Em tempo de paz, o ódio esbate-se melhor. Nas grandes guerras dos europeus do século XX,  essa sanha recíproca, pelo contrário, arranjou pano para mais mangas ainda. Embora, em 1914, um dos primeiros actos de guerra alemães tivesse sido a queima brutal e viciosa da biblioteca da Universidade de Louvain, barbaridade equânime pois aquela estava cheia de livros preciosos franceses e   holandeses, durante a  guerra os flamengos colaboraram muito com os alemães, enquanto os valões penderam para os franceses e os ingleses e os ajudaram. Na segunda guerra, tudo isso se repetiu, mas com mais violência e crueldade, porque, bem vistas as coisas, ser pro-nazi era feito muito diferente do que ser pro-alemão. Neste país, algumas das cicatrizes de 39-45 estão mal fechadas e deixam ainda sair pus e sangue.

 

Neste mês de Julho em Bruxelas, porém, não se dá por isso. Perfilou-se mal maior: o calor, para o qual Bruxelas está ainda mais mal apetrechada do que Lisboa está para o frio. (As duas cidades onde vivi mais convencidas de terem um bom clima, foram Lisboa e a Cidade do Cabo, tão convencidas, a despropósito, que se rapava nelas no inverno frio de rachar. Quando eu era novo, em Lisboa, não percebia porque é que os vestiários para sobretudos estavam dentro de casa. Deviam estar fora, porque era dentro de casa que se tinha mais frio.)

 

«Pior que Kinshasa» ouvi em francês belga, de mesa ao lado da minha numa esplanada. Cada um tem as suas referências africanas e as belgas são diferentes das nossas  e menos frequentes.

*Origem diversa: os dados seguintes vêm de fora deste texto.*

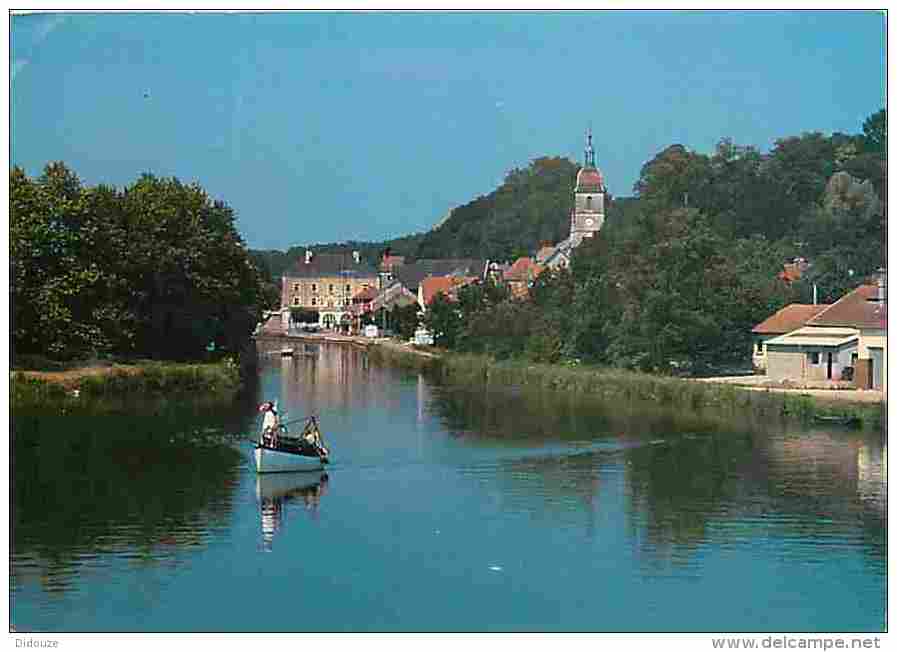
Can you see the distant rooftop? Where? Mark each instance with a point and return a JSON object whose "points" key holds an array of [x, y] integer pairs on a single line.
{"points": [[330, 265]]}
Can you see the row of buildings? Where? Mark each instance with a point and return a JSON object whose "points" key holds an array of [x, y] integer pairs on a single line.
{"points": [[337, 290]]}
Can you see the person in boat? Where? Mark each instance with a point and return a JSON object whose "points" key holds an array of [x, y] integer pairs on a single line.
{"points": [[269, 424], [313, 437]]}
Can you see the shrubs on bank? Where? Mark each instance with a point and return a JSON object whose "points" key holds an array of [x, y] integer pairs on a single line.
{"points": [[611, 384], [147, 379]]}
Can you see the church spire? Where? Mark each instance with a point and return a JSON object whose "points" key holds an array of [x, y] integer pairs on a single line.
{"points": [[590, 153]]}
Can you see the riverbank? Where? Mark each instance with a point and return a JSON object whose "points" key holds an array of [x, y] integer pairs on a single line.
{"points": [[608, 384], [150, 378]]}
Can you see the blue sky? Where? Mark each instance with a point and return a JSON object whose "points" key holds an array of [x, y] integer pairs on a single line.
{"points": [[328, 127]]}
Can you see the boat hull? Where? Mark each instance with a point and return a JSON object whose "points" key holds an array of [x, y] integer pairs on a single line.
{"points": [[268, 460]]}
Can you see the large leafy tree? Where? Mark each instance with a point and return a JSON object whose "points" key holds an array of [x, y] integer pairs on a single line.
{"points": [[157, 269]]}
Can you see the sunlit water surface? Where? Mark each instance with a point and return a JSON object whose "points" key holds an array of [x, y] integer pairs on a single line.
{"points": [[445, 509]]}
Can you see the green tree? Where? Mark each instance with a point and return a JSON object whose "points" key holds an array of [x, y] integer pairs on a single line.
{"points": [[443, 320], [875, 133]]}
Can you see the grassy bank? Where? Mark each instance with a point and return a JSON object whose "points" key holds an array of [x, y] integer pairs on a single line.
{"points": [[586, 382], [147, 379], [403, 357]]}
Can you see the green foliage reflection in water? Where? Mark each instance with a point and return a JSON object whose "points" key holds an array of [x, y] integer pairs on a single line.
{"points": [[146, 480]]}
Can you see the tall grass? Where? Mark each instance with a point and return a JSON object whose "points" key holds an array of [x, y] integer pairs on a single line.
{"points": [[149, 379], [609, 384]]}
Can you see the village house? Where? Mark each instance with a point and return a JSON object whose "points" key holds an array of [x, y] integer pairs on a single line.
{"points": [[446, 285], [849, 334], [788, 319], [325, 284]]}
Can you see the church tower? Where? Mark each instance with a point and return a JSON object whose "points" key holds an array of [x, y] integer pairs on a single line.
{"points": [[588, 204]]}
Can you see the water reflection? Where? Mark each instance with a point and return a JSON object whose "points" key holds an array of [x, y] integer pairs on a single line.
{"points": [[137, 488], [277, 492], [688, 481]]}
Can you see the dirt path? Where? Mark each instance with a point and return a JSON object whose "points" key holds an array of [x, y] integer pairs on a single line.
{"points": [[761, 384]]}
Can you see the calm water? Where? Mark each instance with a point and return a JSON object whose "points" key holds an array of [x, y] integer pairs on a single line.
{"points": [[445, 509]]}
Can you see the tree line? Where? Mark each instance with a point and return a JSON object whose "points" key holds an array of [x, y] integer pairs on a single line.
{"points": [[156, 269], [681, 272]]}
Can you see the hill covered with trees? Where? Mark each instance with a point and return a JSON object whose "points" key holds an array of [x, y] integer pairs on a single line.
{"points": [[682, 271]]}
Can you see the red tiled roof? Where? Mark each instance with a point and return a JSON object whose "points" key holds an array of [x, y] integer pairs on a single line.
{"points": [[366, 294], [523, 269], [544, 252], [389, 262], [448, 285], [858, 309], [789, 318]]}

Não houve colonialismo mais bruto e desumano e a juventude belga de hoje condena-o muitas vezes. Mas a grande maldade dos dias que vivemos é o calor: 44 graus Celsius previstos para quinta-feira. Talvez desde as matanças mandadas fazer pelo Duque d’Alba não tenha havido tanto incómodo.

 

Mas nisto de calor, a palma d’ouro vai para Federico Garcia Lorca. Em Granada, dizia ele, no verão o calor é tanto que não se passa nada. «Dos y dos nunca llegan a ser quatro. Quedan siempre y solamente dos y dos».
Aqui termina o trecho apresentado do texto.